A GREAT WHITE shark escaped with cuts and bruises after straying into coastal waters full of British drunks.
The 21ft sea predator had strayed drastically from its traditional hunting grounds in the waters of warmer, more civilised countries, emerging near Newquay during a stag weekend.
Stag organiser Tom Logan said: “We were just leaving a kebab shop around midnight, with aspirations toward punching some random stranger in the eye socket, when one of the lads spotted this big thing in the sea.
“There were two massive black beady eyes just below the water level, looking at us proper funny like.
“Definitely it was asking for a kicking.
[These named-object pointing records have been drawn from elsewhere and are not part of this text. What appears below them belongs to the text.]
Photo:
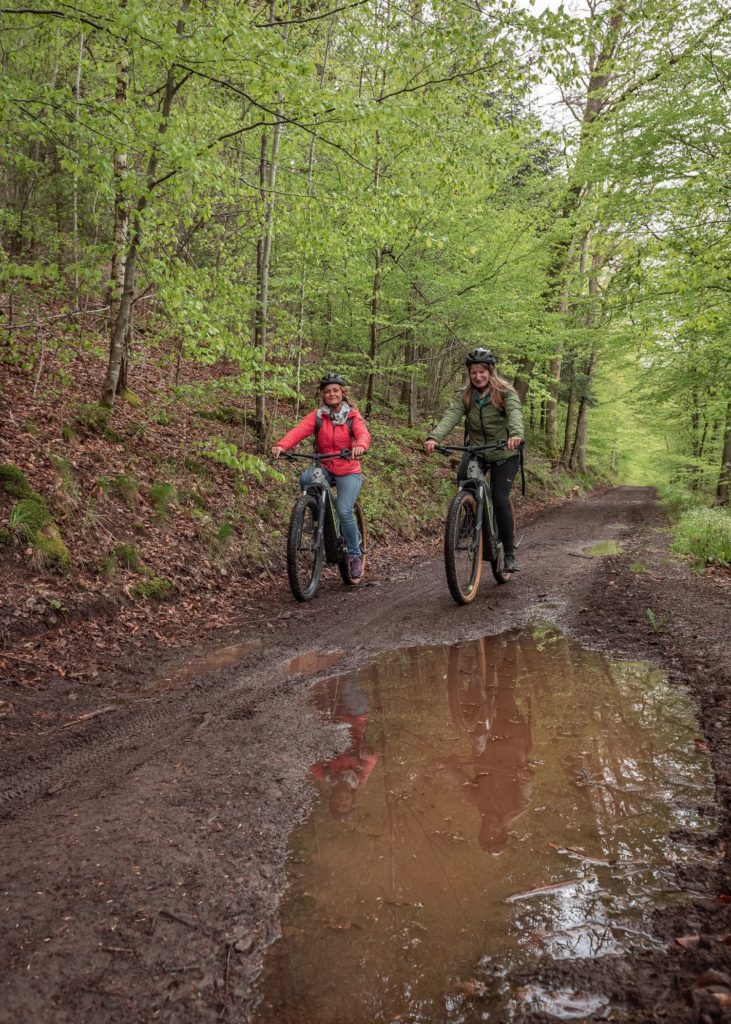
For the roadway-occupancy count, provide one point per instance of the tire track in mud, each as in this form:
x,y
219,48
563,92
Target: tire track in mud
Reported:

So we got in the water and set about it, hitting it with Grolsch bottles and trying to pulls its fins off, because only gays have fins.
“Scottish Steve lost a leg but whatever, he was too pissed to notice.”
The stag party dragged the shark ashore, where they continued to set about it, joined by a hen party from Dundee and a shirtless man with a ‘Made in Britain’ tattoo who urinated onto its face, before it finally managed to slither back into the sea.
Marine biologist Dr Emma Bradford said: “Sharks are accustomed to humans from hot, pleasant regions without a deeply ingrained culture of hedonistic violence, which makes them extremely vulnerable in the waters and streets of the UK.
“Despite what you may have seen in Jaws, they actively avoid humans and if encountered should not be headbutted.
“Nor, I might add, are sharks in any way responsible for Jaws: The Revenge with Michael Caine and Mario Van Peebles, a sequel which triggered numerous attacks from viewers angry at having part of their life stolen by a fish.”